Medical News Today gives a clear definition of each that makes sense for providers, patients, and caregivers to understand. I have broken it down even further.
Health Equality means giving everyone the same standard of care without considering risk factors, genetics, race, or ethnicity. Some providers might feel that is the best lens to treat patients to remove any inherent bias. This is a cookie-cutter approach that is inadequate and can put patients in harm’s way.
Health Equity means giving people what they need to reach their best health outcome.
It’s customized based on that person’s risk factors, race, gender, and ethnicity. It means looking at each patient and customizing a treatment plan specific to their body’s needs. This is an important distinction because each body has complex issues and medical history.

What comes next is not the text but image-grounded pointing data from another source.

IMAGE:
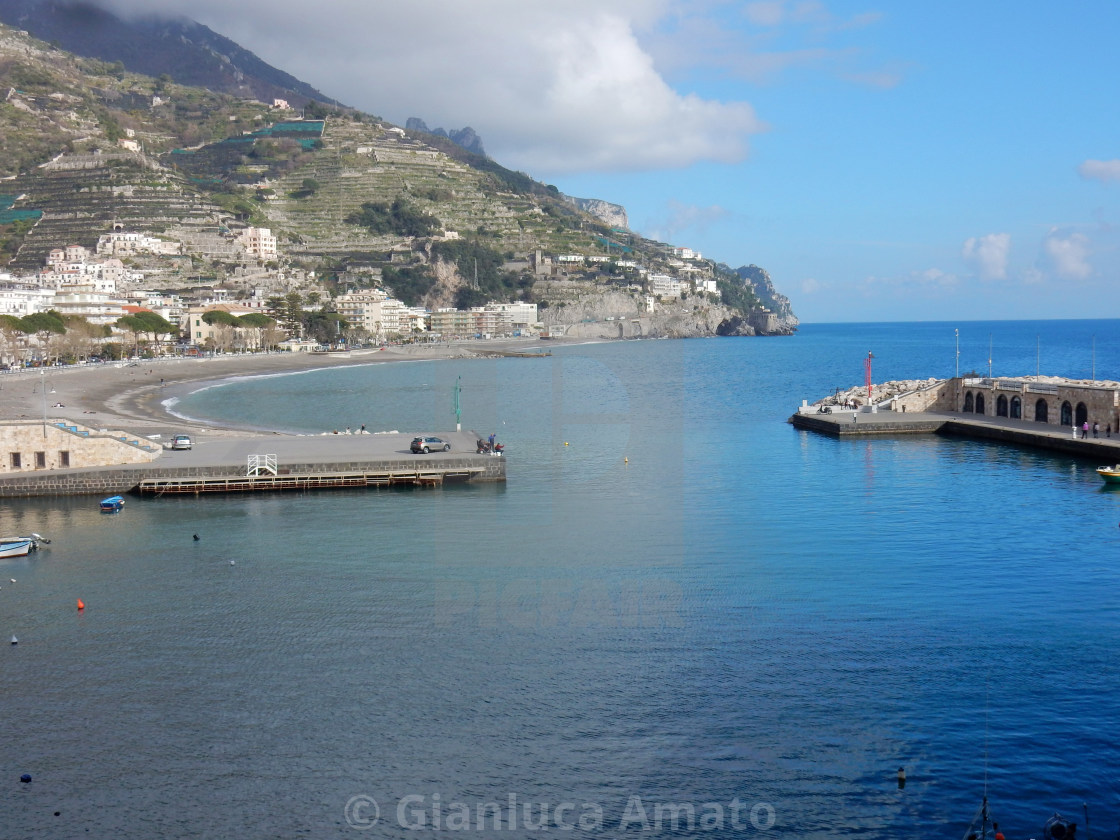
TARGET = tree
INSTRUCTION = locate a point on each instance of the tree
(133, 325)
(11, 329)
(259, 323)
(400, 218)
(44, 325)
(156, 325)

Growing need for Health Equity
The need for health equity has become urgent to eliminate racial health disparities that continue to plague Black people and other people of color. This hot button issue feels like it’s falling on deaf ears to those who are the decision-makers.
In some cultures, one is taught never to question the provider’s treatment protocol or assessment. We must rise up and know it’s our right to ask providers questions and even change providers if our concerns are dismissed.
That’s why it’s essential to not only keep the conversation about health equity going but also ignite action. After all, our lives matter and deserve to receive access to the best care possible for our specific medical needs.
What are the differences between health equity and health equality? (2021, December 15). Medical News Today.